Testing plan

This is the evolving engineering plan for Open-FDD automated testing and the optional OpenClaw lab bench under openclaw/README.md.

Near-term priorities

0. Continuous PR and CI review

The OpenClaw workflow should continuously watch active PRs in the same spirit as CodeRabbit:

  • detect new commits quickly
  • re-check CI and review state
  • inspect changed files directly
  • run targeted local checks where possible
  • write down risks, limitations, and next tests instead of relying on chat memory

See AI PR review playbook.

Daytime short-run counterpart

The overnight suite should have a daytime counterpart that exercises the same major paths without taking the full 12-hour window.

Current recommended shape:

  • keep E2E, SPARQL/frontend parity, hot-reload, and BACnet/FDD checks
  • use a shorter BACnet scrape profile that stays under 2 hours total
  • use this as a daytime confidence pass before the real overnight run

Example:

python openclaw/bench/e2e/automated_suite.py \
  --api-url http://HOST:8000 \
  --frontend-url http://HOST \
  --long-run-check-faults \
  --long-run-short-day

Or on Windows: openclaw/windows/run_daytime_short_suite.cmd (edit URLs first).

1. Keep authenticated backend graph checks healthy

Latest status:

  • direct authenticated backend access has been restored on the current bench context
  • GET /data-model/check and authenticated POST /data-model/sparql are now working again

Ongoing risk:

  • auth still depends on the real launch context, not just a remembered file location
  • future overnight runs can regress back into auth/config drift if the bench shell or Python context loses OFDD_API_KEY
  • the current /data-model/sparql response shape may be {"bindings": [...]} in some environments, so tooling should not assume strict SPARQL JSON results.bindings

Action:

  • keep verifying that OFDD_API_KEY is available to the actual automated testing environment before overnight runs
  • make SPARQL-parsing code tolerant to both bindings and results.bindings
  • keep treating backend auth failure as a pre-overnight readiness issue, not a product regression by default

Why it matters:

  • without authenticated SPARQL/API access, BACnet graph validation is incomplete
  • without response-shape tolerance, a healthy graph can be misclassified as empty

2. Promote BACnet addressing to a first-class validation target

We need to explicitly validate:

  • BACnet devices in the graph
  • device instance and address visibility
  • object identifiers for polling points
  • semantic equipment type for those points

This is no longer optional background metadata. It is core operational context.

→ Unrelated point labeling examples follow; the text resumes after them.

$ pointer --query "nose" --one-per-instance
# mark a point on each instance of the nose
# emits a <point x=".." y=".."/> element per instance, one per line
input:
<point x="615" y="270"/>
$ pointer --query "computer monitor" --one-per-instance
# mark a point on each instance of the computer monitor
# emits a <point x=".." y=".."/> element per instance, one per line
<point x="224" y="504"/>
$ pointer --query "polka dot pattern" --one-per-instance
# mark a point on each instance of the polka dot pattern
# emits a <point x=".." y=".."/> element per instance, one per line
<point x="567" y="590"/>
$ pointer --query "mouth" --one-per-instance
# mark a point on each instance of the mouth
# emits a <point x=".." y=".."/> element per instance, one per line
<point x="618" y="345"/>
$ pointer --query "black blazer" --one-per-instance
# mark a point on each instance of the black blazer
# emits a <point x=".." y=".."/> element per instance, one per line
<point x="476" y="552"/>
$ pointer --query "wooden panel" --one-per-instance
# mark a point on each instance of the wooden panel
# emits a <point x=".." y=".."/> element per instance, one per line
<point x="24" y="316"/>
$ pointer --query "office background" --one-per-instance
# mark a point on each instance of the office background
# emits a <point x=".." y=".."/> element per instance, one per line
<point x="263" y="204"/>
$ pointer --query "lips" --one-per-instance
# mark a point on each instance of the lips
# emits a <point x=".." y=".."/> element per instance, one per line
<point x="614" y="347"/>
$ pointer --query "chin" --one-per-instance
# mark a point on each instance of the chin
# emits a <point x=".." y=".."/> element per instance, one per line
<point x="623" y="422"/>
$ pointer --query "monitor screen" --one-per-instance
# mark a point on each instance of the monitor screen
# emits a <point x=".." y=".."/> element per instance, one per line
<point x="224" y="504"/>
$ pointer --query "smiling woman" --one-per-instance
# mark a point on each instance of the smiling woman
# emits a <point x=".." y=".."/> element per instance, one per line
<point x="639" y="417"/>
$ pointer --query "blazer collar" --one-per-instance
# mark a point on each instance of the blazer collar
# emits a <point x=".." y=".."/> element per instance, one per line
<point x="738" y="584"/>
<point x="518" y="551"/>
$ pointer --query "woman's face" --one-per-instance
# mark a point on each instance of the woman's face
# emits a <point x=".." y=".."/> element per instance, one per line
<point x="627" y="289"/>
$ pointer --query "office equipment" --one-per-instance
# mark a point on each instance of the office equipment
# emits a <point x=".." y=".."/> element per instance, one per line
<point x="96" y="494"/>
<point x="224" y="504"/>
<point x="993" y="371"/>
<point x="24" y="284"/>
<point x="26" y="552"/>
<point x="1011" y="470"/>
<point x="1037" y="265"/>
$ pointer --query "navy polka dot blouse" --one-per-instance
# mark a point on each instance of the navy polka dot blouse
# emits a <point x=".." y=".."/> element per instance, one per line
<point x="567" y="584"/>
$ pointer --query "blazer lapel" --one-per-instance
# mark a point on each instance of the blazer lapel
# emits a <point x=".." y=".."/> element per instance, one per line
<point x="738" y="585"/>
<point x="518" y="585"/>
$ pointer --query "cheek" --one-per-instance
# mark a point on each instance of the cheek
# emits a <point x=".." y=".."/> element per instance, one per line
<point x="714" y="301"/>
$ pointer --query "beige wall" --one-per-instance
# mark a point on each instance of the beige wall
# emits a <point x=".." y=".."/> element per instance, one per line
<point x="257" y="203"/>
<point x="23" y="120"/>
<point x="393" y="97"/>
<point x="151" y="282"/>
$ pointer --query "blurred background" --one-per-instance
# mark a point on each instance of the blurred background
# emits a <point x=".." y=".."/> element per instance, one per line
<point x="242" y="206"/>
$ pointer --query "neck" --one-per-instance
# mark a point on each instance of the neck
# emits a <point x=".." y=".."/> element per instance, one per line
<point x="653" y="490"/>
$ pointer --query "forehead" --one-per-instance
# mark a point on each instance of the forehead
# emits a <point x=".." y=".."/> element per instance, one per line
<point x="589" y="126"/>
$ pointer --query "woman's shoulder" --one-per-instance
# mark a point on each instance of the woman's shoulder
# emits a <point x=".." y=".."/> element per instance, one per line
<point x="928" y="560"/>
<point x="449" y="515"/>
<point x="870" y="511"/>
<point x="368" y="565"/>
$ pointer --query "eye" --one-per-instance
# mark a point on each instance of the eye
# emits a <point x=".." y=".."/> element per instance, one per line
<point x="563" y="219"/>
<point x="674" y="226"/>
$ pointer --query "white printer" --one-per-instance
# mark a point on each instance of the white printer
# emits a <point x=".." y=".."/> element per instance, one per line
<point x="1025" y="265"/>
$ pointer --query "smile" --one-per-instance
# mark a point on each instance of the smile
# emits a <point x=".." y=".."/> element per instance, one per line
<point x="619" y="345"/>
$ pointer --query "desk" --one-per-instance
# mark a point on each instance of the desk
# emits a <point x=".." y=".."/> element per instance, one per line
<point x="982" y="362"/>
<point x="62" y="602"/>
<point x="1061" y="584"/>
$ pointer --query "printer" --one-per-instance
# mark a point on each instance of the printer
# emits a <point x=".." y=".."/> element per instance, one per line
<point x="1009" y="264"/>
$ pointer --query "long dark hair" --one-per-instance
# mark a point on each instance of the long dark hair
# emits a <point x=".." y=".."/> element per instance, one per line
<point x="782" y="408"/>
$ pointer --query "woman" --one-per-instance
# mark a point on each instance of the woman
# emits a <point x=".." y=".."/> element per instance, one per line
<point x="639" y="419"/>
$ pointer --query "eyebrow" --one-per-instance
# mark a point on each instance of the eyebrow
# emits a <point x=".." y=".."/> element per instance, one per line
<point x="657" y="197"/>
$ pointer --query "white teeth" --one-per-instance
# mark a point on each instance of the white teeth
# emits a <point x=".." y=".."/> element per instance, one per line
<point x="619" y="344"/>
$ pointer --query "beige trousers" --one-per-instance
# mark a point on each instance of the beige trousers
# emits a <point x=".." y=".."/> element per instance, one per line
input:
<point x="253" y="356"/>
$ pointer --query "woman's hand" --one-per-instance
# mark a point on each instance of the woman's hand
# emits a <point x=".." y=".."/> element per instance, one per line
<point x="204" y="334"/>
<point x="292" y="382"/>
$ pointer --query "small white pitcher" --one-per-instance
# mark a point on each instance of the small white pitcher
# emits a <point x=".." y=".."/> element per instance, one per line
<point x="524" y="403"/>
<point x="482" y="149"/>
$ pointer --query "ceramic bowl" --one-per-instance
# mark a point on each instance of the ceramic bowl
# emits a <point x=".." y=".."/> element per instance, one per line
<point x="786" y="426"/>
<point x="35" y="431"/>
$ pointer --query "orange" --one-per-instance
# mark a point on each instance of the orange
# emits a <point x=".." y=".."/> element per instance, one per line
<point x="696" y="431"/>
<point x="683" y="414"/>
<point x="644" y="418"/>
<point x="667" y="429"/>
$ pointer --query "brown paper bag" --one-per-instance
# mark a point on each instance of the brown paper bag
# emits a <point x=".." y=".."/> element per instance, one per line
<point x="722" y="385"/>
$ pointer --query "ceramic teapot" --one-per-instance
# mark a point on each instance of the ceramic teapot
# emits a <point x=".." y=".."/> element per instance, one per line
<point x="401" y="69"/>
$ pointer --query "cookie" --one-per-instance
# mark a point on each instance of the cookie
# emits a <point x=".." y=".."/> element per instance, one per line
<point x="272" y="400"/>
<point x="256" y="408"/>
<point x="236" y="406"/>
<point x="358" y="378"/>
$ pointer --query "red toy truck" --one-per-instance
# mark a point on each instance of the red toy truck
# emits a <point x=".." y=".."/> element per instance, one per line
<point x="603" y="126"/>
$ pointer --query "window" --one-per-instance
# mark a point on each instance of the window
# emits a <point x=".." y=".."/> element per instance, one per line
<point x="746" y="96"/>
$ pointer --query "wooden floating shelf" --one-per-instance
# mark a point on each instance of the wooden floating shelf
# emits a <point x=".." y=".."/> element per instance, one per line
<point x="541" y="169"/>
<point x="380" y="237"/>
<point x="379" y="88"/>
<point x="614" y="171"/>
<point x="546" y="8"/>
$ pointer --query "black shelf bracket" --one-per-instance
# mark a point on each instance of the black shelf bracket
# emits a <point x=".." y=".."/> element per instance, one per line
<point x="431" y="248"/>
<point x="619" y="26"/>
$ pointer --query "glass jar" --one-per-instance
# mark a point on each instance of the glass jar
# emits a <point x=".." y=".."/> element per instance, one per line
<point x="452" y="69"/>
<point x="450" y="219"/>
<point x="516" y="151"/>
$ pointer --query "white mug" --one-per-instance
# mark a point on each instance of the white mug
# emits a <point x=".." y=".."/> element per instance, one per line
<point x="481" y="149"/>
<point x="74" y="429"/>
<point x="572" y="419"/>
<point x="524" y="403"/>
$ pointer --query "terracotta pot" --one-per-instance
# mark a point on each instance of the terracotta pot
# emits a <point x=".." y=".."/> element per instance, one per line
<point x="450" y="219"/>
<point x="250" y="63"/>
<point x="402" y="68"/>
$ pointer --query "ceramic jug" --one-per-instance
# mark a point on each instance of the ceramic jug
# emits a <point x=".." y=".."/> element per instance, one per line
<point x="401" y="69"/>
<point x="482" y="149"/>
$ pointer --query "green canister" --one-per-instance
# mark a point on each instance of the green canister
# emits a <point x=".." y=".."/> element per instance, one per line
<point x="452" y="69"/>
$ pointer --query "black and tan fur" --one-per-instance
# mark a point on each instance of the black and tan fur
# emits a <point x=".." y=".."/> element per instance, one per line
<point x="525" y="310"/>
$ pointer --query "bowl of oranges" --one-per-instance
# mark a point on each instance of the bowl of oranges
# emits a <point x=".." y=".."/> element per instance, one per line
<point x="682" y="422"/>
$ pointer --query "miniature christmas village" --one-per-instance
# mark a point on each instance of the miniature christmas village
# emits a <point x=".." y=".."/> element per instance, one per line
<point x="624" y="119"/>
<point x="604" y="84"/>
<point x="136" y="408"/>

3. Prove fault calculation from end to end

The target standard is:

  • fake BACnet device fault schedule is known
  • DIY BACnet server RPC confirms source values
  • Open-FDD data-model SPARQL queries confirm BACnet devices and point addressing
  • Open-FDD scrape path receives those values
  • YAML rules + rolling windows predict an expected fault
  • Open-FDD fault outputs show that exact fault
  • the overnight process writes a durable report

See BACnet-to-fault verification and the report template at openclaw/reports/overnight-bacnet-verification-template.md in the repo (not on GitHub Pages).

4. Preserve reusable context for future clones

The repo should keep visible documentation and machine-readable operator policy for:

  • the operational states
  • overnight review discipline
  • BACnet graph context
  • portability assumptions
  • future optimization intent
  • documentation guidance that works for both humans and AI agents

The overnight workflow should also:

  • validate important README and docs links
  • make sure link checking is done against the correct target branches
  • treat master as the primary target branch
  • optionally check one active development branch when it is the intended docs destination for unreleased fixes
  • avoid mixing findings from unrelated feature branches
  • identify missing docs pages or thin areas
  • suggest documentation improvements that make the system easier for both humans and AI agents to understand
  • record those suggestions in durable repo docs or review notes

Future role in live HVAC systems

In a live HVAC deployment, the same testing and validation assets should support:

  • confidence in FDD outputs
  • confidence in model/rule applicability
  • future optimization and supervisory logic
  • operator- or facility-manager-facing monitoring summaries

The repo is not only a test harness. It is becoming a reproducible engineering context pack.